APIs have presented a new challenge. Parts of the Auto Trader website rely on API connections to a third party, and - in the past - a problem at that partner could affect the provision of services. Tracking the source could be an issue, as the third party wouldn't always admit to things going wrong.

"They'd be saying it was a problem with our systems, and we'd find it really hard to prove," said Whyte. "Now a lot of our third parties are actually tested directly via the Eggplant monitoring, so it can't be, ‘Oh, it's Auto Trader', because of the testing we've got set up.

"We're testing those directly every five or 10 minutes or so, so you can easily see, if there's a problem from an independent third party source, that it's in their server and it's not touching ours...then there's pretty much definitely an issue there that they're going to investigate.

"It's key to us that we have the right levels of monitoring, so that we pick up on issues 24/7; then my team will get an alert and troubleshoot whatever that issue is."

Troubleshooting and redundancy are important - Auto Trader has an entire data centre that simply mirrors its primary site - and the firm performs regular disaster recovery tests across all aspects of its systems.

Whyte described Auto Trader's new approach to service availability, which involves migrating away from data centres to the cloud and Kubernetes. "We're going to essentially build all the apps from the ground up with redundancy," he said.

The company is mostly utilising the Google Cloud, "because that's where we feel Kubernetes is more mature." It isn't ignoring other providers, though, and is moving services from the data centres to "wherever we think it'll be best placed," including AWS. It aims to be finished with the migration within the next 18 months.

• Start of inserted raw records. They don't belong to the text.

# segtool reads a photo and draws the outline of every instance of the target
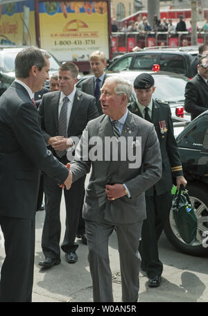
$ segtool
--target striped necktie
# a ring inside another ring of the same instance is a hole
[[[145,112],[144,119],[146,119],[146,121],[148,121],[149,122],[151,122],[151,119],[148,114],[148,110],[149,110],[149,108],[148,107],[146,107],[144,109],[144,112]]]
[[[118,121],[112,121],[112,128],[113,128],[113,132],[114,132],[114,136],[116,138],[120,137],[120,132],[118,128]]]
[[[69,102],[67,96],[63,98],[63,104],[58,119],[58,135],[67,137],[67,107]],[[56,155],[61,158],[66,153],[66,150],[55,150]]]

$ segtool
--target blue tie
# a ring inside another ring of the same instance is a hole
[[[96,100],[99,98],[100,96],[100,92],[101,92],[101,88],[100,88],[100,81],[101,80],[97,78],[96,80],[96,87],[94,89],[94,96],[96,98]]]

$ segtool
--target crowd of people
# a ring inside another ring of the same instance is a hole
[[[23,49],[15,59],[16,78],[0,98],[0,125],[3,126],[0,128],[0,225],[6,248],[0,301],[32,300],[41,171],[46,215],[42,238],[44,258],[39,265],[44,268],[59,265],[61,251],[67,263],[76,263],[76,238],[81,236],[89,249],[94,301],[113,301],[108,240],[115,231],[122,301],[136,302],[140,267],[147,274],[149,287],[160,286],[163,264],[157,242],[171,207],[173,182],[177,188],[187,183],[171,109],[164,102],[153,100],[157,87],[147,73],[135,78],[137,99],[130,103],[131,83],[105,74],[106,58],[101,51],[90,55],[94,76],[83,82],[82,91],[76,87],[78,69],[67,62],[51,78],[51,91],[41,95],[49,79],[49,59],[37,48]],[[198,115],[206,109],[193,103],[198,103],[198,87],[205,84],[205,90],[207,55],[200,57],[196,67],[198,73],[186,89],[186,98],[192,103],[187,100],[185,107],[191,113],[193,109]],[[40,104],[35,102],[35,92]],[[102,148],[105,157],[108,152],[104,145],[109,137],[115,141],[113,151],[124,150],[126,154],[129,149],[120,147],[119,140],[131,137],[132,148],[136,152],[140,150],[140,164],[130,168],[132,161],[128,155],[125,160],[114,161],[112,152],[110,159],[104,159]],[[96,137],[102,143],[96,149],[102,149],[100,159],[94,159],[91,152],[91,139]],[[91,168],[85,191],[85,176]],[[60,245],[62,194],[66,223]]]
[[[154,15],[153,25],[151,27],[148,23],[148,18],[146,16],[138,16],[137,21],[130,20],[129,22],[125,21],[124,25],[119,29],[116,21],[112,19],[112,32],[124,32],[132,33],[138,32],[139,34],[144,34],[148,32],[168,32],[170,35],[175,34],[177,32],[191,32],[191,21],[190,26],[187,27],[186,22],[184,21],[182,15],[179,15],[179,21],[175,24],[173,23],[172,19],[163,17],[161,20],[158,19],[157,15]],[[207,32],[208,31],[208,19],[205,22],[202,28],[197,26],[197,30]]]

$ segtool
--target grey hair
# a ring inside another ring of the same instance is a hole
[[[117,96],[122,96],[125,94],[127,96],[128,102],[131,101],[131,96],[132,94],[132,85],[129,80],[119,77],[109,77],[105,80],[105,83],[116,83],[114,88],[115,94]]]

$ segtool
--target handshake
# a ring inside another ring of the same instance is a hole
[[[60,185],[59,186],[62,188],[64,188],[66,187],[67,190],[69,190],[69,188],[71,188],[71,184],[72,184],[72,173],[70,170],[70,164],[69,163],[67,164],[67,169],[69,169],[69,175],[67,177],[67,179],[65,179],[64,182],[62,184]]]

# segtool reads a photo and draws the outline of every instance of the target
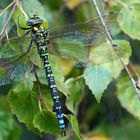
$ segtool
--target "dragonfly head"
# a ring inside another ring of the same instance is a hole
[[[27,25],[28,26],[34,26],[34,25],[37,25],[37,24],[42,24],[43,23],[43,19],[36,16],[36,15],[33,15],[32,17],[30,17],[28,20],[27,20]]]

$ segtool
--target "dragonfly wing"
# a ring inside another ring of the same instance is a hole
[[[33,68],[34,46],[29,50],[31,38],[2,40],[0,46],[0,85],[25,79]]]
[[[110,15],[108,15],[110,16]],[[115,14],[116,16],[116,14]],[[106,18],[107,16],[104,16]],[[113,15],[114,17],[114,15]],[[115,22],[106,20],[107,23]],[[106,41],[104,27],[100,19],[63,26],[49,33],[49,52],[77,63],[87,62],[89,49]]]

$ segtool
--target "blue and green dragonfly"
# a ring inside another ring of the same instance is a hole
[[[106,17],[109,17],[107,21],[109,23],[114,15],[107,14],[104,18]],[[112,21],[114,22],[114,20]],[[66,135],[60,97],[49,57],[56,55],[65,61],[72,61],[74,65],[83,67],[94,64],[96,57],[99,58],[104,55],[106,58],[98,64],[116,60],[118,57],[112,48],[106,48],[107,53],[105,49],[97,46],[106,41],[104,28],[98,17],[83,23],[56,28],[52,31],[49,31],[48,27],[44,27],[43,22],[42,18],[33,15],[27,20],[25,27],[20,27],[21,30],[25,31],[22,37],[1,40],[0,85],[20,82],[26,73],[31,73],[34,69],[37,70],[39,66],[32,60],[39,56],[54,101],[54,111],[59,128],[62,135]],[[93,50],[96,50],[98,56],[96,54],[91,55]],[[123,52],[121,49],[119,51]],[[111,55],[111,57],[107,55]]]

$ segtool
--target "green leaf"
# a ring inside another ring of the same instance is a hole
[[[38,0],[24,0],[24,6],[28,15],[43,16],[45,14],[45,8]]]
[[[72,116],[72,115],[67,115],[66,118],[71,123],[73,131],[74,131],[74,133],[76,135],[76,140],[81,140],[82,138],[80,136],[80,131],[79,131],[77,119],[74,116]]]
[[[50,90],[46,85],[42,85],[41,91],[42,96],[39,96],[37,85],[33,86],[30,80],[16,84],[8,94],[12,112],[34,133],[44,132],[58,135],[60,134],[58,121],[55,114],[51,112],[53,101]]]
[[[140,3],[126,6],[120,11],[118,22],[120,28],[133,39],[140,40]]]
[[[0,140],[17,140],[20,135],[20,128],[13,117],[0,111]]]
[[[33,124],[40,130],[40,132],[60,135],[58,120],[56,115],[52,112],[38,112],[34,117]]]
[[[139,121],[134,120],[133,118],[132,119],[123,118],[119,124],[108,125],[107,123],[103,124],[103,126],[100,125],[98,131],[101,130],[105,134],[110,136],[112,140],[132,140],[132,138],[133,140],[139,140],[140,138],[140,123]]]
[[[140,101],[130,83],[129,78],[126,76],[119,78],[119,82],[117,84],[117,97],[121,105],[128,112],[140,119]]]
[[[79,104],[84,95],[84,81],[83,79],[70,78],[65,82],[65,87],[69,93],[66,106],[76,115]]]
[[[86,68],[84,78],[96,100],[100,102],[104,90],[113,77],[103,67],[95,65]]]

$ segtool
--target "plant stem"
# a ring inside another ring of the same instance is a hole
[[[101,13],[100,13],[100,10],[99,10],[99,8],[98,8],[98,5],[97,5],[96,0],[92,0],[92,1],[93,1],[93,4],[94,4],[95,9],[96,9],[96,11],[97,11],[97,14],[98,14],[98,16],[99,16],[99,18],[100,18],[100,20],[101,20],[101,22],[102,22],[102,24],[103,24],[103,27],[104,27],[105,32],[106,32],[106,35],[107,35],[107,37],[108,37],[110,43],[112,44],[112,47],[113,47],[114,51],[116,52],[117,56],[119,57],[119,59],[120,59],[122,65],[123,65],[123,67],[124,67],[126,73],[128,74],[129,79],[130,79],[130,81],[131,81],[131,83],[132,83],[132,85],[133,85],[133,87],[134,87],[134,90],[135,90],[137,96],[138,96],[138,99],[140,100],[140,93],[139,93],[138,88],[136,87],[136,81],[133,79],[133,77],[132,77],[132,75],[131,75],[129,69],[127,68],[127,66],[126,66],[126,64],[125,64],[125,62],[124,62],[124,60],[123,60],[123,58],[121,57],[119,51],[117,50],[117,46],[118,46],[118,45],[114,43],[114,41],[113,41],[113,39],[112,39],[112,36],[111,36],[110,32],[108,31],[107,26],[105,25],[105,22],[104,22],[104,20],[103,20],[103,18],[102,18],[102,15],[101,15]]]

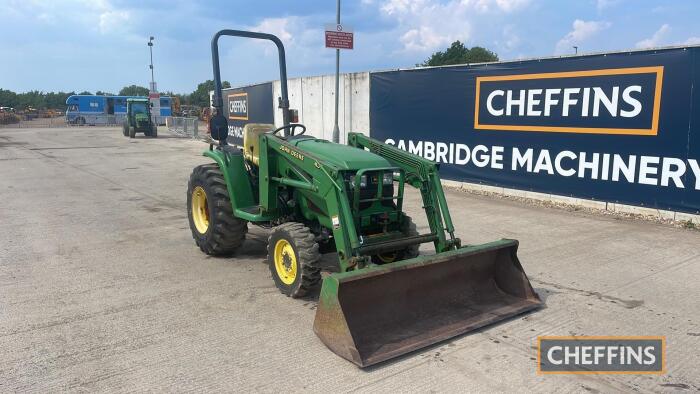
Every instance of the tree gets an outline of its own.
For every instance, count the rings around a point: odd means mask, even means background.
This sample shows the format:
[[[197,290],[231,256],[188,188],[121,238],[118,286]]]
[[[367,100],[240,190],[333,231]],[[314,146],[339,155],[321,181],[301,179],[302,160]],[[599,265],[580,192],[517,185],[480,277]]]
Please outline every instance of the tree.
[[[120,96],[148,96],[148,89],[143,86],[129,85],[124,86],[119,91]]]
[[[416,66],[446,66],[449,64],[497,62],[498,55],[482,47],[467,48],[455,41],[444,52],[433,53],[428,60]]]
[[[231,83],[229,81],[223,81],[221,83],[221,86],[224,88],[230,88]],[[197,85],[197,89],[192,92],[189,96],[188,104],[190,105],[196,105],[199,107],[208,107],[209,106],[209,91],[214,90],[214,81],[211,79],[208,79],[199,85]]]

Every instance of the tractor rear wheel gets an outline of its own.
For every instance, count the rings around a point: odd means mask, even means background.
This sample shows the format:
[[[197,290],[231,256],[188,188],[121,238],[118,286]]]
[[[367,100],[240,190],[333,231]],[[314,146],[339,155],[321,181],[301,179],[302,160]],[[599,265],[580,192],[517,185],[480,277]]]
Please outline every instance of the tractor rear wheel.
[[[303,297],[321,281],[321,254],[311,230],[301,223],[281,224],[267,240],[267,263],[275,285],[292,298]]]
[[[413,220],[411,220],[410,216],[406,216],[406,219],[404,220],[401,226],[401,232],[404,233],[407,237],[414,237],[416,235],[419,235],[418,230],[416,229],[416,224],[413,223]],[[416,244],[411,245],[406,249],[397,250],[394,252],[375,254],[372,256],[372,262],[375,264],[387,264],[396,261],[412,259],[414,257],[418,257],[419,248],[420,244]]]
[[[248,232],[248,222],[233,215],[226,181],[216,164],[192,171],[187,183],[187,216],[192,238],[208,255],[232,254]]]

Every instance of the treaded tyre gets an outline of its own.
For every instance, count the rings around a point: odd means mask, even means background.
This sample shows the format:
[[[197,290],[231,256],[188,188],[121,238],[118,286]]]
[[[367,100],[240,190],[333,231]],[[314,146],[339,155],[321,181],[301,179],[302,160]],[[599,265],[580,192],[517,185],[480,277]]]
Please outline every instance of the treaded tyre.
[[[406,216],[406,220],[404,220],[401,225],[401,232],[407,237],[419,235],[416,224],[413,223],[410,216]],[[406,249],[397,250],[395,252],[375,254],[372,256],[372,262],[375,264],[387,264],[395,261],[412,259],[418,257],[418,249],[420,249],[420,244],[411,245]]]
[[[187,183],[187,217],[202,252],[226,256],[243,244],[248,222],[233,216],[226,181],[217,164],[195,167]]]
[[[321,254],[311,230],[302,223],[281,224],[267,240],[267,264],[277,288],[289,297],[307,295],[321,281]]]

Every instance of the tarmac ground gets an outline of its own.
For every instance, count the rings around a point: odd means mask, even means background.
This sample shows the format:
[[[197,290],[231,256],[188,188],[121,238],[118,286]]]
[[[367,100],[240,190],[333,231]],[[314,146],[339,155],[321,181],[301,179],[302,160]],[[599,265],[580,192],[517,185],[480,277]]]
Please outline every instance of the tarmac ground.
[[[460,238],[518,239],[546,306],[362,370],[314,335],[313,298],[276,289],[267,230],[199,251],[207,145],[160,130],[0,129],[0,392],[700,390],[697,230],[448,189]],[[663,335],[667,372],[538,375],[544,335]]]

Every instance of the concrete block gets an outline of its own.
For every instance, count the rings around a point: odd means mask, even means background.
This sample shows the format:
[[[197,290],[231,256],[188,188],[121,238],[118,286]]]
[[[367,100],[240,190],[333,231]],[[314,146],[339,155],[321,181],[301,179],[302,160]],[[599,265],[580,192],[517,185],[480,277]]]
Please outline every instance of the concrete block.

While the work is underway, Auto Trader is routing traffic from its twin data centres through a large PGP connection, with links to the Google Cloud for even more redundancy. Eggplant provides web support monitoring, and Whyte and his team have found a way to improve the performance of their tests using the cloud.

"In the past we'd probably get some alerts telling us about a mis-shoot from the Eggplant testing; it might be a component in one of our tests not quite working, but it's still quite hard to go down and troubleshoot: what was the issue, what layer was the issue, what's the application for that one test?

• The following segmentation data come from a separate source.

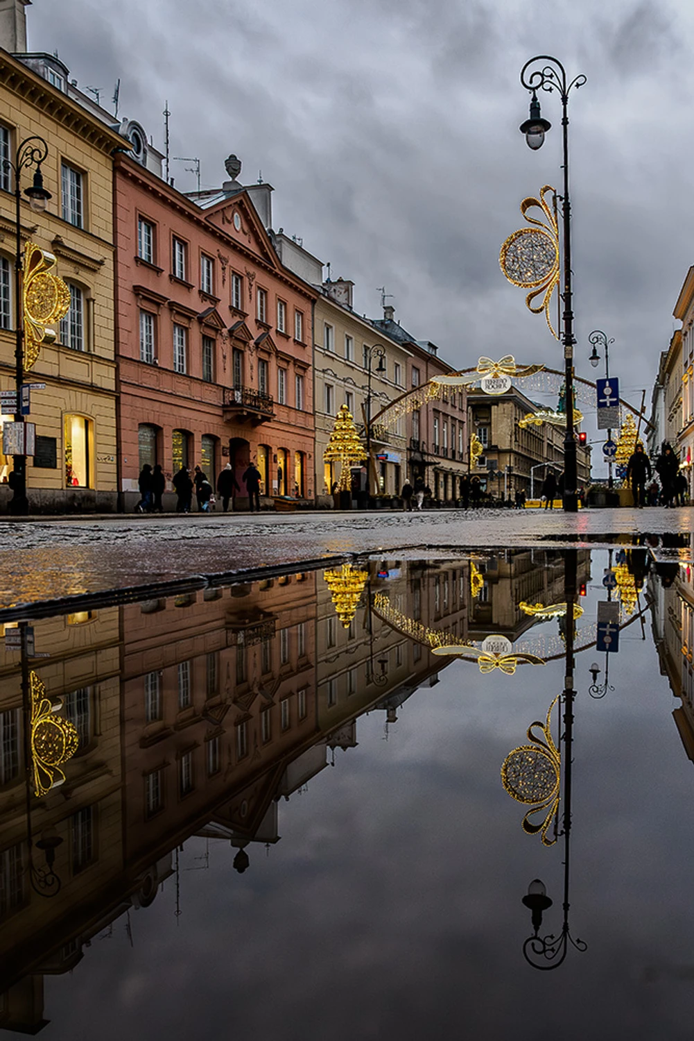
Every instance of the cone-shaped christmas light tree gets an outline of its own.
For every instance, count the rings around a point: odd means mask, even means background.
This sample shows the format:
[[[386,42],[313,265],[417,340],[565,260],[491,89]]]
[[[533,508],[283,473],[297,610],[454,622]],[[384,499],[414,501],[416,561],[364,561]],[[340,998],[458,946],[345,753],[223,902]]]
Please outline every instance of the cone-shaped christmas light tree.
[[[326,462],[340,462],[342,471],[340,473],[340,491],[349,491],[352,483],[350,466],[353,463],[361,462],[364,458],[364,446],[361,443],[357,428],[354,425],[352,412],[346,405],[340,405],[340,410],[335,417],[335,426],[330,435],[328,448],[323,453]]]

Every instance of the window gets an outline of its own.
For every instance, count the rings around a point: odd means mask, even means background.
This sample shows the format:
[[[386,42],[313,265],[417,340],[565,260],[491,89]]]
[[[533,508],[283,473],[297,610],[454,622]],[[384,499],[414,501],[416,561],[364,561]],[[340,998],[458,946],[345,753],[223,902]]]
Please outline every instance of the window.
[[[220,736],[212,737],[207,742],[207,777],[211,778],[213,773],[219,773],[222,769],[222,761],[220,758]]]
[[[142,217],[137,221],[137,256],[154,263],[154,225]]]
[[[285,697],[280,702],[280,727],[282,730],[289,729],[289,699]]]
[[[139,312],[139,360],[154,362],[154,315],[148,311]]]
[[[243,302],[243,280],[240,275],[236,275],[232,272],[231,275],[231,306],[237,310],[242,310],[241,304]]]
[[[186,253],[185,243],[181,242],[180,238],[175,238],[174,256],[173,256],[174,277],[180,278],[182,282],[185,281],[185,266],[186,266],[185,253]]]
[[[178,707],[187,709],[190,705],[190,662],[182,661],[178,666]]]
[[[63,162],[60,170],[62,186],[62,220],[76,228],[84,227],[82,212],[82,175]]]
[[[19,776],[19,709],[0,712],[0,785],[8,784]]]
[[[11,191],[10,170],[5,163],[9,161],[9,129],[0,124],[0,188]]]
[[[77,874],[94,860],[94,807],[85,806],[70,818],[72,873]]]
[[[178,789],[181,795],[192,791],[192,753],[186,752],[178,763]]]
[[[267,294],[264,289],[258,289],[256,318],[258,322],[267,322]]]
[[[12,307],[9,260],[7,257],[0,256],[0,329],[11,329],[11,327]]]
[[[77,285],[70,285],[70,310],[60,319],[60,342],[73,351],[84,350],[84,299]]]
[[[174,325],[174,372],[185,373],[186,371],[186,339],[187,329],[184,326]]]
[[[260,740],[267,744],[273,736],[273,717],[269,709],[263,709],[260,713]]]
[[[92,738],[92,690],[89,687],[78,687],[63,695],[62,704],[66,718],[77,731],[79,748],[85,748]]]
[[[214,291],[214,261],[204,253],[200,258],[200,288],[210,297]]]
[[[156,722],[161,719],[161,683],[158,672],[145,676],[145,719]]]
[[[214,383],[214,340],[211,336],[203,336],[203,379],[206,383]]]
[[[162,806],[161,770],[152,770],[145,777],[145,811],[147,816],[154,816]]]
[[[267,362],[263,358],[258,359],[258,390],[267,396]]]

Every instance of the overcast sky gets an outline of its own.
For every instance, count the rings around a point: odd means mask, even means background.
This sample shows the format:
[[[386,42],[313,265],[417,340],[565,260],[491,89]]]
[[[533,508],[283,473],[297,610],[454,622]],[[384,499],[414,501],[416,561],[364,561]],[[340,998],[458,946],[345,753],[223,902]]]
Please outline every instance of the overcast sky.
[[[205,186],[262,171],[275,228],[356,283],[355,306],[396,318],[456,366],[513,353],[561,366],[544,320],[498,266],[520,200],[559,185],[560,108],[531,152],[518,132],[522,64],[556,54],[587,84],[571,96],[576,372],[592,329],[614,336],[613,375],[640,402],[674,328],[688,266],[694,7],[686,0],[33,0],[32,50],[82,87],[120,77],[121,115]],[[195,187],[174,162],[177,186]],[[599,373],[598,373],[599,375]]]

"With Kubernetes we can build it so that in any test that comes from Eggplant, we can see every single application that hits end-to-end, and we can see throughput and a whole lot more data that we didn't have access to before.

"This is all literally through the building from the ground up. So...we're building open source tracing and visibility on throughput and having much more - and more secure - control about what can come into the endpoints, and tighten things down a lot more and add more visibility about aspects we probably didn't have before."

The Auto Trader/Eggplant partnership is set to continue as it moves its infrastructure from the physical world to the virtual.